• We install the necessary libraries.
  • We use a library called cdqa which stands for Closed Domain Q and A

Below is the high level architecture of BERT

  • There is a Retreiver Model

  • There is a Reader Model

  • A question is sent to both the Models and the Reader gets the answer from retreived list of documents

image.png

!pip install cdqa
from tika import parser
from ast import literal_eval

from cdqa.utils.converters import pdf_converter
from cdqa.utils.filters import filter_paragraphs
from cdqa.pipeline import QAPipeline
from cdqa.utils.download import download_model
/usr/local/lib/python3.6/dist-packages/tqdm/autonotebook/__init__.py:18: TqdmExperimentalWarning: Using `tqdm.autonotebook.tqdm` in notebook mode. Use `tqdm.tqdm` instead to force console mode (e.g. in jupyter console)
  " (e.g. in jupyter console)", TqdmExperimentalWarning)
import pandas as pd
import os, sys, re

Download PDFs

In the below cell, we provide a list of URLs to certain PDFs.

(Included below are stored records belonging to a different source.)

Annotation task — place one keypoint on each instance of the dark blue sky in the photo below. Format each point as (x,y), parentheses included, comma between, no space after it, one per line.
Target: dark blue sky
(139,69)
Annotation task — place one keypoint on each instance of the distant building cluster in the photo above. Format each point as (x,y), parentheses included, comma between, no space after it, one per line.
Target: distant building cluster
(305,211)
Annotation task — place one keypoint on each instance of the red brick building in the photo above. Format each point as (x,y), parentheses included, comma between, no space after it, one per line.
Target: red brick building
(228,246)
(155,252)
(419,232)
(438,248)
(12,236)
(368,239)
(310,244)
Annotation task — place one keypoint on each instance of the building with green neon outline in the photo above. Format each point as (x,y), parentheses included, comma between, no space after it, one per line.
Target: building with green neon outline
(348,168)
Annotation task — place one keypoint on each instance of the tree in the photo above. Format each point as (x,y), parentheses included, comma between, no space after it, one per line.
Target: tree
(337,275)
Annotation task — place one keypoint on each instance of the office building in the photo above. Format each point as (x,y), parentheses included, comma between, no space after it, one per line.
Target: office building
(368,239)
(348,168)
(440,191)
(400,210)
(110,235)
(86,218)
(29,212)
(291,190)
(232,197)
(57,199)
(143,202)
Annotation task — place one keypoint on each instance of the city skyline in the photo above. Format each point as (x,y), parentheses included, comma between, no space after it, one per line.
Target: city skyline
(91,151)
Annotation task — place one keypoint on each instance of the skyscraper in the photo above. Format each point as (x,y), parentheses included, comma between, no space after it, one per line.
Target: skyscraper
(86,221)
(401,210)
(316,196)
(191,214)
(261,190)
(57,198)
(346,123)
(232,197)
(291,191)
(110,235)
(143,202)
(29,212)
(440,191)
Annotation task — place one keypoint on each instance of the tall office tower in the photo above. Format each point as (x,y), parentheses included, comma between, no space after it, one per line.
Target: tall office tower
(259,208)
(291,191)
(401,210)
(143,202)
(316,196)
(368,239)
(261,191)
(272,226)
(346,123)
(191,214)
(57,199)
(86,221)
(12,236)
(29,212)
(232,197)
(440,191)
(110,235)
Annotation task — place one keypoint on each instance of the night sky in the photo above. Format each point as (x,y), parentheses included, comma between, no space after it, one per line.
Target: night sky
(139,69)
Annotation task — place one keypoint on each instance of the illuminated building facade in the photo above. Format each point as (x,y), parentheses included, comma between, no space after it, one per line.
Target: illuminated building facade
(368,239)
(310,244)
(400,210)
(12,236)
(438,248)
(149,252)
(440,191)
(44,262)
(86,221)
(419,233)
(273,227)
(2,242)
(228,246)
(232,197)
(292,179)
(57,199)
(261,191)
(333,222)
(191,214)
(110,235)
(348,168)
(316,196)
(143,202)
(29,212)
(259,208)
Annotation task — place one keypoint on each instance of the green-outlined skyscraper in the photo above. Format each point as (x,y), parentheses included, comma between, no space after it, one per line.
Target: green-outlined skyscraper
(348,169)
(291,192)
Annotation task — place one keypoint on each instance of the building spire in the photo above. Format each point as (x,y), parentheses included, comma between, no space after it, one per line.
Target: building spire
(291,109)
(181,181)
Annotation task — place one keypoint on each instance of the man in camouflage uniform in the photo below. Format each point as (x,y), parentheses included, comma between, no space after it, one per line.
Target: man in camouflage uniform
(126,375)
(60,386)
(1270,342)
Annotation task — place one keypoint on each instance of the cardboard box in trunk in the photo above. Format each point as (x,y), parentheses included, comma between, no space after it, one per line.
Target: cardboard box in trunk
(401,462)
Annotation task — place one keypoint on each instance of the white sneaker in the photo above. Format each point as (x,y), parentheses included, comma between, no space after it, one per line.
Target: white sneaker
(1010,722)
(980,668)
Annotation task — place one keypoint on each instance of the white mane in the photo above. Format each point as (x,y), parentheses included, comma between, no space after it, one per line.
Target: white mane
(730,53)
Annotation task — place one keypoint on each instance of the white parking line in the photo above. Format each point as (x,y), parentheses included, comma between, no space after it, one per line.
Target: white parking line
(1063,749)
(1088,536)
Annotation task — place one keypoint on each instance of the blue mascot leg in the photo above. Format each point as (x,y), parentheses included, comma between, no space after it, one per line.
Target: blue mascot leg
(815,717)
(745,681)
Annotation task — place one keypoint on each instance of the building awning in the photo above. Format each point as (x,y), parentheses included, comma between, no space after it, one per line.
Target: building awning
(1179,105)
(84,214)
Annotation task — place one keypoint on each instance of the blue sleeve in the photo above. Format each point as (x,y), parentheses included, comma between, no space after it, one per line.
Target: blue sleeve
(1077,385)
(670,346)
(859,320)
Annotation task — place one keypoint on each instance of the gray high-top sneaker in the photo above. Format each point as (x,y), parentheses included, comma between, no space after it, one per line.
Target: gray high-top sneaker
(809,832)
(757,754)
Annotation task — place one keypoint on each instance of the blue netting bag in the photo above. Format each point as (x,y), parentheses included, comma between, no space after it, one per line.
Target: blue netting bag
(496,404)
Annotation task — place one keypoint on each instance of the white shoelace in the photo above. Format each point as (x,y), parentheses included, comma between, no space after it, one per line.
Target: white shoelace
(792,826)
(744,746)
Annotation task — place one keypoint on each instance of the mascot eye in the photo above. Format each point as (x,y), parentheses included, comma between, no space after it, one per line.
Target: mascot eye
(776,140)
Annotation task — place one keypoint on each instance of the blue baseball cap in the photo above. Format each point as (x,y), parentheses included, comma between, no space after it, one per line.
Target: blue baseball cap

This list can be changed as per the requirement to download any PDFs

url_list = 
[
'https://docs.oracle.com/en/cloud/saas/analytics/fawag/administering-oracle-fusion-analytics-warehouse.pdf',
'https://docs.oracle.com/en/cloud/saas/analytics/faiae/implementing-oracle-fusion-erp-analytics.pdf',
'https://docs.oracle.com/en/cloud/saas/analytics/fawug/using-oracle-fusion-analytics-warehouse.pdf'
]
def download_pdf(url_list):
    import os
    import wget
    directory = './content/pdf/'
    models_url = url_list

    if not os.path.exists(directory):
        os.makedirs(directory)
    for url in models_url:
        wget.download(url=url, out=directory)

    print('\nDownloaded PDF files...')
download_pdf(url_list)
Downloaded PDF files...

Convert PDFs to Dataframe

The dataframe should be in the below format for cdqa library objects/classes i.e.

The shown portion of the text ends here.